A year ago, common logic suggested the Queensland government was taking a huge political risk by increasing royalties on record-high coal prices, and picking a fight with the cashed-up mining sector.
Plans to increase taxes on the miners have been historically fraught. Meanwhile, the wounds inflicted on Labor by the Adani saga still feel fresh.
And this is Queensland, where the black rock is still king, and critical to the state’s economy and its identity.
Cameron Dick’s latest budget, flush with $15.3bn income from coal royalties, has brought the bigger picture into focus.
Labor is running a version of Muhammad Ali’s famous “rope a dope” strategy – inviting superficial attacks and leaving opponents’ weaknesses badly exposed.
Everything voters might want – a budget surplus, debt reduction, cost-of-living handouts, infrastructure projects, new housing, health funding – is now linked to the decision to increase royalties on unprecedented profits.
In Dick’s words, the royalties “underpin everything that we are doing”.
“A Queensland without progressive coal royalties … means there will be no cost-of-living relief, cancelled infrastructure programs, cuts to services, and a higher debt burden.
“You can’t have a credible opinion on this budget without having a credible opinion on royalties. [Opposition leader David Crisafulli] needs to accept that, or he needs to start cutting back on the $89bn capital program and tell Queenslanders what he’s not going to build.”
If this is starting to sound familiar, it’s because it is. These are versions of the same attack lines on potential LNP cuts that Labor used in 2020. And 2017. And 2015. The only thing missing was the dark spectre of Campbell Newman, dressed like death and carrying a scythe.

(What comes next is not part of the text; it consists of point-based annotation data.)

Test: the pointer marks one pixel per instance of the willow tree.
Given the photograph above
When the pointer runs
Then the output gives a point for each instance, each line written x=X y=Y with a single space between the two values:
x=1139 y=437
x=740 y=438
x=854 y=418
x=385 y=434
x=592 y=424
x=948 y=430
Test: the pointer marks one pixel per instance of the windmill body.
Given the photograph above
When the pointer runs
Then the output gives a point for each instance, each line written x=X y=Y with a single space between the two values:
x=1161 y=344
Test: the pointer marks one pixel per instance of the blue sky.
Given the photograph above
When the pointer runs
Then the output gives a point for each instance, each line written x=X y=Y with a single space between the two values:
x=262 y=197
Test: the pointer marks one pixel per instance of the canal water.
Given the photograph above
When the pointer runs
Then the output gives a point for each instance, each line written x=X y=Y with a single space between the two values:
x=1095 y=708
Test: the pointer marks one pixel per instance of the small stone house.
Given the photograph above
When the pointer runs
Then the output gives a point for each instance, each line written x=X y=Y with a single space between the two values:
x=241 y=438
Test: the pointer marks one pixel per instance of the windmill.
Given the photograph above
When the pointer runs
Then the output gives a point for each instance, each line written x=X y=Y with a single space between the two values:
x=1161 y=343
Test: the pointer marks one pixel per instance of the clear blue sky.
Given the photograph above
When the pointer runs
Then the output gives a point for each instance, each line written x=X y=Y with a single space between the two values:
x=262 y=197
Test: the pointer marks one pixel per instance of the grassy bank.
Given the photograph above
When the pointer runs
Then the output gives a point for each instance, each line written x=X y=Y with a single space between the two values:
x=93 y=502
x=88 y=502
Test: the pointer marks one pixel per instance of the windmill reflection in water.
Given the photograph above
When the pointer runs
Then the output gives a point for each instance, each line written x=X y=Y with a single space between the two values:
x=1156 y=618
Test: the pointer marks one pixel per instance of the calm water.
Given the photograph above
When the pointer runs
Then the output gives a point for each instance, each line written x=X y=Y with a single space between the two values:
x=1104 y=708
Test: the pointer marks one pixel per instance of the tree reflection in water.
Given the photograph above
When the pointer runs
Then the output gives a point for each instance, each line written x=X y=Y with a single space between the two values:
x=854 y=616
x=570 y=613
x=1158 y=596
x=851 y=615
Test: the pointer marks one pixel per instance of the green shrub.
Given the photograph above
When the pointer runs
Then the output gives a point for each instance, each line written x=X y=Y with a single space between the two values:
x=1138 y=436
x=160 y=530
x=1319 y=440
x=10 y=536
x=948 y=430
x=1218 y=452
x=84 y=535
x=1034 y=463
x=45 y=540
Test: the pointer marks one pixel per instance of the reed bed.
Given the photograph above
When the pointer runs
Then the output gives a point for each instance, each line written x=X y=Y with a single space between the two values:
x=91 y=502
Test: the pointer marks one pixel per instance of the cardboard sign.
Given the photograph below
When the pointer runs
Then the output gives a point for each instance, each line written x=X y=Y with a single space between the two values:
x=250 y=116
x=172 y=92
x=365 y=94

Labor uses these lines again and again because they are effective. Queenslanders want public services and publicly-owned assets.
If the LNP opposition offers anything other than full-throated support for the coal royalties, they’ll be fodder for Labor’s attacks (and scares) about hidden cuts.
Last year, Dick warned the mining industry that its campaign – reportedly costing $40m in advertising – could backfire and damage the sector’s social licence.
On Monday, the day before the state budget, Dick told the Queensland Resources Council to “show some respect” while coalminers were making record profits and households were struggling with the cost of living.
There is no question that the decision to increase royalties has put Queensland on a stronger economic footing coming out of the pandemic. It has helped the state pay for significant cost-of-living relief measures and long-overdue programs like free kindy for preschoolers.
But the true irony here is that, by the next election, the impact of the state’s royalty changes will have largely disappeared. The system was designed so that miners paid higher rates while export prices were at extraordinary and record highs. When global shocks end, and coal prices return to normal, so do the royalty rates. Subsequently, most of the spending is on one-off measures.
Over the next four years, the state budget anticipates “a sharp decline” in coal prices and for royalties income to drop below long-term averages.
Most of the extra money being fought over is already in the coffers. So by the time all of this public debate has played out, on election day in October next year, the argument will be largely academic anyway.